The late 1990s saw a number of important developments in web technology. Netscape Navigator became one of the most popular browsers and HTML 4 was released, which introduced new features such as tables and frames. Java applets also became popular during this time, allowing developers to create interactive websites with dynamic content.

In 2000, Microsoft released Internet Explorer 6, which became one of the most widely used browsers for many years afterwards.
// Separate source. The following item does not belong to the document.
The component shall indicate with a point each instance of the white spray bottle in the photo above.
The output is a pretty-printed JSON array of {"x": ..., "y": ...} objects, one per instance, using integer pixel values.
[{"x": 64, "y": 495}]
The same year also saw the release of XML, which allowed developers to structure data more effectively than HTML.

The early 2000s saw a number of important developments in web technology including AJAX (Asynchronous JavaScript And XML), which allowed for faster loading times on websites; CSS (Cascading Style Sheets), which allowed developers to separate content from design; and RSS (Really Simple Syndication), which made it easier for users to keep up with their favorite websites.

The mid-2000s saw an explosion in social media usage with sites such as Myspace and Facebook becoming hugely popular amongst internet users. This period also saw an increase in mobile device usage with smartphones becoming commonplace by 2010. In response to this trend, responsive design techniques were developed that allowed websites to adapt their layout depending on the device they were being viewed on.

Today, web technology is constantly evolving with new technologies such as HTML5 being developed all the time. Web development is now much more complex than it was when it first began but it has come a long way since 1989 when Tim Berners-Lee proposed his idea for a global hypertext project!

The first known use of the word "evolution" in English was in 1679, when it was used by Thomas Browne in his book Religio Medici. The term had been used earlier by French philosopher and mathematician René Descartes (1596-1650) and German naturalist and physician Georges-Louis Leclerc, Comte de Buffon (1707-1788). In the 19th century, Charles Darwin popularized the concept of evolution through his work On the Origin of Species. Since then, evolutionary theory has been widely accepted as a scientific explanation for the diversity of life on Earth. Evolutionary biology is now a major field of study, with researchers exploring topics such as genetic drift, natural selection, speciation, and adaptation.